I took that opportunity to finally look around the room and pay attention to the small details. First thing that jumped out at me was the amount of flowers in the room. Daffodils, the prettiest flowers i have ever seen. I had a little flashback, I saw buckets of daffodils and a guy with light brown eyes, a face with soft features and with a smile that can brighten up the whole room. I looked up at him, he was tall and had this way about him. I knew that even while he was relaxed, he was ready to protect me from my tiniest fears.

It ended, I saw it end. From buckets of flowers to a gunfire and screams. My life ended, and i knew that it was a miracle that I was alive. How long has it been? I Kept looking at the room and looking for clues to answer my own questions. Somehow I knew that my story wouldn't end with just me waking up.
      I closed my eyes and tried to remember, I could hear the people in the room speaking but somehow it sounded to far away. Everything was blocked out, I needed to remember.

  “ I’m going to call the doctor, don’t be alarmed. I know you might have questions, lets just take it one step at a time. “ I felt her cold hands touch my shoulder and it  jolted me back into reality.

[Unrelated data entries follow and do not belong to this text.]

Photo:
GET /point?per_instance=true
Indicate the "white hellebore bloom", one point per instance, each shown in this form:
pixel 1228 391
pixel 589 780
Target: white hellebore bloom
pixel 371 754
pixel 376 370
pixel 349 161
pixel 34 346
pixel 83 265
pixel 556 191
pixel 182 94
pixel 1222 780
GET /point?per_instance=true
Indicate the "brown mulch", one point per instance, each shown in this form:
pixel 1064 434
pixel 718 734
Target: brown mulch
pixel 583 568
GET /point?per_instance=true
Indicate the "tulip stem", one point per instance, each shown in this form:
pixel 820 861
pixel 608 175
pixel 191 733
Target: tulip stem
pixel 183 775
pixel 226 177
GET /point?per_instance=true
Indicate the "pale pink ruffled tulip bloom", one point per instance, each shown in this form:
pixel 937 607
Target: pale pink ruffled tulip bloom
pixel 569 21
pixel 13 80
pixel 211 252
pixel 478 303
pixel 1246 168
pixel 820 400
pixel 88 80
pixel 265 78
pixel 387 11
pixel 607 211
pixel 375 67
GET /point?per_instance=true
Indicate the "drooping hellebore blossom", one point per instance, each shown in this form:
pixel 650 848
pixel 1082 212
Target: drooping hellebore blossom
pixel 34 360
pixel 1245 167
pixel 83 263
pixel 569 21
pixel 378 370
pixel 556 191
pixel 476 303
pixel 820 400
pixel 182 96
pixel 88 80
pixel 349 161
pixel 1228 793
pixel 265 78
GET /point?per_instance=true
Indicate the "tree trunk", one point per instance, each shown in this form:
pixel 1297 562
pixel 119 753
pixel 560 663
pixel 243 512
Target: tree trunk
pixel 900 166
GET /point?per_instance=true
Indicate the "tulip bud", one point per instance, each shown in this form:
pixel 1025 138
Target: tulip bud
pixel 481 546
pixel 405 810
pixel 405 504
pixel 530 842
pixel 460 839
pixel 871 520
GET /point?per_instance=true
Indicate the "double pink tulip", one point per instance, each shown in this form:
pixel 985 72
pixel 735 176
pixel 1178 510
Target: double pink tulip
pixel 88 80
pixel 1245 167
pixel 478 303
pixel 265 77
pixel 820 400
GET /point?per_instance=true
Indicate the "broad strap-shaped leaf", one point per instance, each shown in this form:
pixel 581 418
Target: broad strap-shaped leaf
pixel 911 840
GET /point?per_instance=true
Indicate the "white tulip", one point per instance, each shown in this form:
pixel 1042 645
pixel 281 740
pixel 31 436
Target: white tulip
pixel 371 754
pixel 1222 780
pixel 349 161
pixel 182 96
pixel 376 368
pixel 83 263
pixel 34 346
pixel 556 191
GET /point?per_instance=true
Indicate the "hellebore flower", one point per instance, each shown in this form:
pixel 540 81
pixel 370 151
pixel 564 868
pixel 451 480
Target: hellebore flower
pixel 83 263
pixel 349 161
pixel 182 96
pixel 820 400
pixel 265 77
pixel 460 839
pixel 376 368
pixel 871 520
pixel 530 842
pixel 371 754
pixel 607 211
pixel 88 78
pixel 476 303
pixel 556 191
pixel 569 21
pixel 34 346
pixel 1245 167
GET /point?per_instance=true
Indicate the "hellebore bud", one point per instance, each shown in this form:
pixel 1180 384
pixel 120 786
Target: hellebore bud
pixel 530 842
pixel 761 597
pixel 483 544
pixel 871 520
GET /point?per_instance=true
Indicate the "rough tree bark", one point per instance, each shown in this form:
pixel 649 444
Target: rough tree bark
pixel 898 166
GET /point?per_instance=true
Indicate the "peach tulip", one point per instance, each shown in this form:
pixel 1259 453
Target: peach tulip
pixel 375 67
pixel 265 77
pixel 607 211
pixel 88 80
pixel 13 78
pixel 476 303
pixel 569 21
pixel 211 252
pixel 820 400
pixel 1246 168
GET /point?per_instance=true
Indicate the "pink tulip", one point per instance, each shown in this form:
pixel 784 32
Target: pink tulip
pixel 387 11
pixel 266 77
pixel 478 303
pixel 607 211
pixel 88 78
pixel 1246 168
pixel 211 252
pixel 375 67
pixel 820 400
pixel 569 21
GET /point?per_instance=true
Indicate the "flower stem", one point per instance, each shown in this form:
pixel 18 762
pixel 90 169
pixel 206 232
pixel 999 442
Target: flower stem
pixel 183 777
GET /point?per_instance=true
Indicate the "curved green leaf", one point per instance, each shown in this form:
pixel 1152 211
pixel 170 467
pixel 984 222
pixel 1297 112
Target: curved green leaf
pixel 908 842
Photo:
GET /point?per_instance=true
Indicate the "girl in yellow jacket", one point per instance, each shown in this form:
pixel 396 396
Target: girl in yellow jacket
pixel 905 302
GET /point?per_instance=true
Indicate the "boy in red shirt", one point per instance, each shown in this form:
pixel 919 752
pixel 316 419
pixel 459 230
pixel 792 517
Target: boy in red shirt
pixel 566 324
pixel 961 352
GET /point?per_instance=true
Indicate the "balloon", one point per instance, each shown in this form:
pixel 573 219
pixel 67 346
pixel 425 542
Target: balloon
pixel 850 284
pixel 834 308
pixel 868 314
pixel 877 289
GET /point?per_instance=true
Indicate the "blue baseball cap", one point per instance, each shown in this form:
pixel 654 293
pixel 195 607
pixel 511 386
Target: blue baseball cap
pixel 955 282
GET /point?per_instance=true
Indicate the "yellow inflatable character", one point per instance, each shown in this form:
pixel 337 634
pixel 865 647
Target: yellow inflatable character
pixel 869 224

I looked at her and nodded, something told me my own voice could spook me.
There was this nagging sensation that I knew why i was here, I knew how i ended up here in the hospital bed but my brain was still clouded. My brain slowly stared to speak to me.
*  start slow, feel your body and then move on to the next thing*
I looked down at my legs and moved my toes. The sensation that i felt in my legs filled me with relief. I can walk.
*   okay, you walk. Next, dont stop*
I moved my upper body and stretched my arms and neck.
The door opened, This tall bald guy walked in. He walked with a confidence but looked tired. He had white hair still mixed with alittle brown. Everything about him made me trust him but when he looked at me, my whole body went cold. Every hair on my body stood up and i could feel my heart jump.
I know him, I think i know him. The look he gave me felt like i was back in that corridor. Surrounded by darkness.

“ Good morning, my name is Dr. Bennett. I Can see that you are finally awake. Do you know where you are and what is your name ? “

I had to fight my whole body to react to his voice. I knew it, I knew that voice and i know where I was as well.
“ yes I do, I want to go home. Today”  I need to see her
I need to see the one person i can remember, The one reason i wanted to survive. I could still feel the touch of the soft hands that cradled my face. I want to see my daughter.